A few cases in which no distinction was drawn between old and new business have involved the question of measure of damages without discussion of the question of loss of profits.

Thus, in Bernhard v. Curtis (1903) 75 Conn. 476, 54 Atl. 213, where a lessor breached his contract for lease of a store to be used for the establishment of a millinery business by failing to deliver possession, it was held that plaintiff's measure of damages was the difference between the rent agreed to be paid and the value of the term, plus such special damages as the circumstances showed the lessee to be entitled to. And applying the rule, the court held that plaintiff could recover for the reasonable cost of all steps necessarily taken by him to protect himself from loss, including expenses necessarily incurred in renting and fitting up another store, and the loss occasioned by having made proper preparation to enter the leased premises, including the loss sustained by reserving or procuring goods for the store, and for the cost of fixtures obtained for the leased place, less the value thereof, but that he could not recover either expenses incurred in procuring another store merely for the purpose of opening a millinery store in the town in a building as well adapted as that originally rented, or expenditures made toward the occupancy of the leased store after notification that possession could not be given, or the depreciation in value of any goods on hand which ordinarily would not be and was not contemplated by the parties to the broken contract.

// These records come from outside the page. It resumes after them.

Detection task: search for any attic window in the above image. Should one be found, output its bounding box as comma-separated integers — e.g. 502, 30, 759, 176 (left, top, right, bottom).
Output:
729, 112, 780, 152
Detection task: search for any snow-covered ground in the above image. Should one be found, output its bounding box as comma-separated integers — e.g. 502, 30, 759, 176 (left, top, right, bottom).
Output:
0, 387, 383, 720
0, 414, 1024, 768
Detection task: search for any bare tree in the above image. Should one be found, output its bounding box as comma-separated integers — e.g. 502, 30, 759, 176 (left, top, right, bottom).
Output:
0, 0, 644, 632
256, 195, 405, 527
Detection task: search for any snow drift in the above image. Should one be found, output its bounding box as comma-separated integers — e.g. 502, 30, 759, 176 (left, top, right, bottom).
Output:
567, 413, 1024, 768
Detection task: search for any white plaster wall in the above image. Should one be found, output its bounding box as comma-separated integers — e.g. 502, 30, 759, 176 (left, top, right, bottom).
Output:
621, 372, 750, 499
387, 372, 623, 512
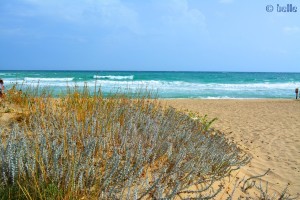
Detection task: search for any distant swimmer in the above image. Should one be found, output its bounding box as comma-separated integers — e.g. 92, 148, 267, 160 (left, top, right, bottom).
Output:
0, 79, 4, 98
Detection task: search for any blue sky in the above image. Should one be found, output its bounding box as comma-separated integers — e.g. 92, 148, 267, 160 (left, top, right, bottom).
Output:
0, 0, 300, 72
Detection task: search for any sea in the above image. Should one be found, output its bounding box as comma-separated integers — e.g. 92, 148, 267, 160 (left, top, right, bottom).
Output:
0, 70, 300, 99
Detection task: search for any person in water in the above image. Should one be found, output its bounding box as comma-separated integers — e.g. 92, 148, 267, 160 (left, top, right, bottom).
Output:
0, 79, 4, 98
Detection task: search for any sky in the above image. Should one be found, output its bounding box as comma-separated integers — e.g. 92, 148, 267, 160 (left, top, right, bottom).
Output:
0, 0, 300, 72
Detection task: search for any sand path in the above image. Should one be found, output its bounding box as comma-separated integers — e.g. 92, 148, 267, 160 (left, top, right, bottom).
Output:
164, 99, 300, 195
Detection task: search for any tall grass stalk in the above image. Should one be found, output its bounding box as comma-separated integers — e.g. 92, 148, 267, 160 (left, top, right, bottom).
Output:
0, 84, 253, 199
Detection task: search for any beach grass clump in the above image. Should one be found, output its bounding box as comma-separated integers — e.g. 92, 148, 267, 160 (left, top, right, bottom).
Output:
0, 85, 249, 199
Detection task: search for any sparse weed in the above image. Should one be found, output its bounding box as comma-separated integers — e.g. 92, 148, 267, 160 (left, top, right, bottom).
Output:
0, 84, 292, 199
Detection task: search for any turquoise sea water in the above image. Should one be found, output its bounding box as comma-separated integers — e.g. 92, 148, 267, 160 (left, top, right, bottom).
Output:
0, 70, 300, 99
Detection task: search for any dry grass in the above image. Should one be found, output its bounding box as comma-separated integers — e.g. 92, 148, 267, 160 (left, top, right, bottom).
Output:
0, 85, 296, 199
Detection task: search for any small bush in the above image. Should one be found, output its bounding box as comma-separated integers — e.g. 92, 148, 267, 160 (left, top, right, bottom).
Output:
0, 85, 249, 199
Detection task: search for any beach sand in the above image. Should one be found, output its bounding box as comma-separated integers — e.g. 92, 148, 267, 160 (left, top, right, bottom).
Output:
0, 99, 300, 198
162, 99, 300, 195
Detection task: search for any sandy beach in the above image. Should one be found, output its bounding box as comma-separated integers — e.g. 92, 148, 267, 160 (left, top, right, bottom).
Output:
0, 99, 300, 198
162, 99, 300, 195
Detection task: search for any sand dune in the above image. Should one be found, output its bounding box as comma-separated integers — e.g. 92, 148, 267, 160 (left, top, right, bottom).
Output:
164, 99, 300, 195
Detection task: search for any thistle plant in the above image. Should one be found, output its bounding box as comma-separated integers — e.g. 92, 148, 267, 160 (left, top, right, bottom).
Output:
0, 84, 292, 199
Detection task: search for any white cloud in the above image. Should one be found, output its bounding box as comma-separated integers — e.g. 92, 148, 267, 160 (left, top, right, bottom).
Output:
283, 26, 300, 34
23, 0, 139, 32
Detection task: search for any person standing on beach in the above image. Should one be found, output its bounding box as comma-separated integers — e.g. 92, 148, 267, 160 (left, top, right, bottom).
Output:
0, 79, 4, 98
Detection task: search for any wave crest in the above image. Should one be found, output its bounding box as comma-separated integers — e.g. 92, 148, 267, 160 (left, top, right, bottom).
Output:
24, 77, 74, 82
94, 75, 134, 80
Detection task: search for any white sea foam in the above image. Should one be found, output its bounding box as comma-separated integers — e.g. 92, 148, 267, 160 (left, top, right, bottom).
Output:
24, 77, 74, 82
6, 77, 300, 91
94, 75, 134, 80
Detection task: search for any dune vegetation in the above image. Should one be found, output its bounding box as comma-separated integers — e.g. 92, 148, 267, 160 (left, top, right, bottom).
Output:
0, 87, 296, 199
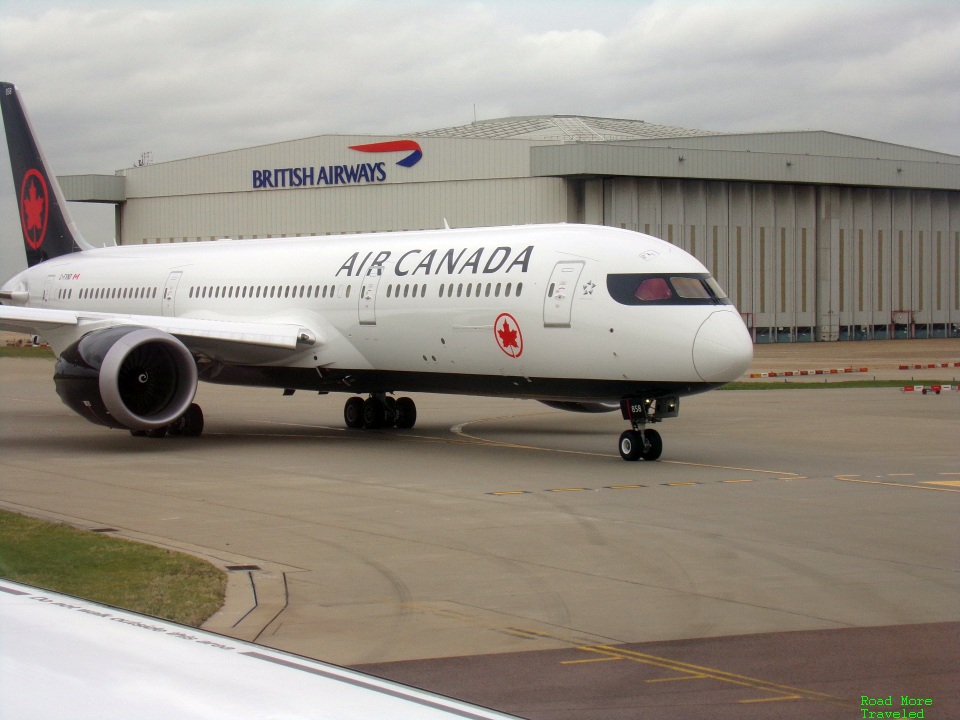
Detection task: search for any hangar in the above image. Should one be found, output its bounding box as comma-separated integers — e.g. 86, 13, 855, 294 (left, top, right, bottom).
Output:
60, 115, 960, 342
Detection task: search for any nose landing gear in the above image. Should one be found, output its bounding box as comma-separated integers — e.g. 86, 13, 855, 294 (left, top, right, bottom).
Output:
619, 396, 680, 461
620, 429, 663, 460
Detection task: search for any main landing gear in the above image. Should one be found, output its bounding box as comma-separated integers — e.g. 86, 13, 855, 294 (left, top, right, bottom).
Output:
619, 397, 680, 461
343, 393, 417, 430
130, 403, 203, 438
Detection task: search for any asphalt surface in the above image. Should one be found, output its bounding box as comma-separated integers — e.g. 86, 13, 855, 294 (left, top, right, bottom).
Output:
0, 340, 960, 718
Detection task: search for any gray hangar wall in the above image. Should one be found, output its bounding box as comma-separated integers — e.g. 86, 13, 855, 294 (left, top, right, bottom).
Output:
602, 178, 960, 342
107, 128, 960, 342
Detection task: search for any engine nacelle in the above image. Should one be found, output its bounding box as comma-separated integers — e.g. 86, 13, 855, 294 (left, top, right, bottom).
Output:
53, 326, 197, 430
540, 400, 620, 413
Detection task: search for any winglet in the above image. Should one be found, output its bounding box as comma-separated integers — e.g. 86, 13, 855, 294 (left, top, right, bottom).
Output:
0, 82, 91, 267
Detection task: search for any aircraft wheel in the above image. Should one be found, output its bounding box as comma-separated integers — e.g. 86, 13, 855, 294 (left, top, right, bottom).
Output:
167, 403, 203, 437
640, 430, 663, 462
363, 397, 386, 430
343, 397, 363, 430
180, 403, 203, 437
397, 397, 417, 430
620, 430, 643, 462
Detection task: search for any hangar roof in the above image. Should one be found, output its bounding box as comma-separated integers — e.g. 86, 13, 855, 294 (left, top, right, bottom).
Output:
408, 115, 718, 142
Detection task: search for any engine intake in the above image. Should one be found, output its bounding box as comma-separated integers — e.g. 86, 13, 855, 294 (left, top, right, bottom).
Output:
53, 326, 197, 430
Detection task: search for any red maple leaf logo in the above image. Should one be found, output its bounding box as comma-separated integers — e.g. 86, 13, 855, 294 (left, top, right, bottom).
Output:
23, 184, 45, 230
497, 320, 520, 349
20, 168, 50, 250
493, 313, 523, 358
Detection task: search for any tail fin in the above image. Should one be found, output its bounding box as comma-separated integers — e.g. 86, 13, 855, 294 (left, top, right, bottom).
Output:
0, 83, 90, 267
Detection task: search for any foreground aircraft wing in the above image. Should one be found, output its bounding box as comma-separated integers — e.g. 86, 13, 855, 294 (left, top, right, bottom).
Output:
0, 305, 318, 351
0, 580, 513, 720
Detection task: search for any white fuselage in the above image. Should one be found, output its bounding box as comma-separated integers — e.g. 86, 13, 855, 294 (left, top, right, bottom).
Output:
4, 225, 752, 399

And in Koneman v. Seymour (1913) 176 III. App. 629, an action for failure to deliver possession of leased prem

ises, it was held that one month's rent, which had been paid in advance, the drayage on goods sent to the place, and any increase in rent which the tenant had been compelled to pay for another place, could be recovered, but that neither the month's rent, nor a lessor amount paid for other quarters, nor the salary of employees for such month, could be recovered.

And in Price v. Eisen (1900) 31 Misc. 457, 64 N. Y. Supp. 405, an action to recover damages for refusal to deliver possession of a store rented for the conducting of a candy, cigar, and soda water business, it was held that the measure of damages was the difference between the rent reserved and the rental value, including a return of rent paid in advance, and that no recovery could be had for loss on store fixtures purchased in advance and without knowledge of the lessor, in the open market, and which were such as could be obtained at any time without delay, or for a loss on goods bought to stock the store, since there was no necessity for purchasing in advance in order to have the benefit of the whole term, because they could have been purchased after possession was obtained without sustaining special loss, they being obtainable in the same city in the open market immediately upon being ordered.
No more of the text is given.